Giving an update on the Covid-19 vaccination programme to the Scottish Parliament on Wednesday, she said the Scottish Government will “do what it takes” to support the vaccination rollout.
She also outlined plans to vaccinate 400,000 Scots a week by the end of February, with mass vaccination sites able to accommodate up to 20,000 people a day.
Responding to a question from Scottish Labour MSP Monica Lennon on when 24-hour vaccinations could begin, the Health Secretary said this will be “entirely possible” at the mass vaccination sites.
In a later briefing, Chief Executive of NHS Scotland and Scottish Government Director General of Health and Social Care Caroline Lamb said NHS Scotland will work with health boards to extend vaccination hours if there is need to do so.
Of the mass vaccination sites, she said: “They will be operating seven days a week. Our current plans are from eight in the morning until eight in the evening, and that is based on the scale up of the amount of vaccine that we'll have available to us.
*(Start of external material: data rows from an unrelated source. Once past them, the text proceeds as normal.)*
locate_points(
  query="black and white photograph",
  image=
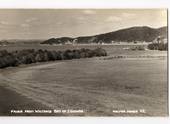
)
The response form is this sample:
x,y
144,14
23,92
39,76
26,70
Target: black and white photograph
x,y
84,62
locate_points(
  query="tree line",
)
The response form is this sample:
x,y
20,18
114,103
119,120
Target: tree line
x,y
29,56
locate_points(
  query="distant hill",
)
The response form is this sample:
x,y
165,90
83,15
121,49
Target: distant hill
x,y
132,34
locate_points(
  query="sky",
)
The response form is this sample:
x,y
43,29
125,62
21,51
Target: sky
x,y
49,23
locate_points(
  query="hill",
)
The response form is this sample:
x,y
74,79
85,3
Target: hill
x,y
132,34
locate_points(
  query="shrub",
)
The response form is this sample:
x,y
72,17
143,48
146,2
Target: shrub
x,y
160,46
"If we find that there is demand outwith those hours then we will work with our NHS boards to extend those operating times.”
Dr Nicola Steedman, Interim Deputy Chief Medical Officer, said the aim is for Scots to be able to choose where they would like to receive a vaccine – as not everyone will be able to travel to a mass site.
Ms Freeman announced that as of the end of Tuesday, 191,965 Scots had been given a first dose of the vaccine.
This means 16,023 doses were given on Tuesday, an increase on 12,565 the day before.
Some 2,990 people have received a second dose of the Pfizer vaccine, although the timetable for second doses was changed in the new year from three weeks after the first to up to 12 weeks later.
From the end of February Scotland will have the capacity to vaccination 400,000 people a week, Ms Freeman said.
This will involve 1,700 full-time equivalent vaccinators a day, as well as just under 1,000 support staff.
So far just over 80 percent of care home residents have been given a first dose, along with 55 per cent of care home staff and 52 percent of frontline NHS and social care staff.
By the first week in February, all residents in care homes and staff will have been given a vaccine, along with frontline NHS and social care staff and those 80 and over, Ms Freeman said.
By mid February, those over 70 will have been given a first dose, and the aim is to deliver a dose to all those over 65, and the clinically vulnerable by the beginning of March.
Ms Freeman said Scotland will receive the first deliveries of the Covid-19 vaccine made by Moderna, the third vaccine to be approved in the UK, in early April.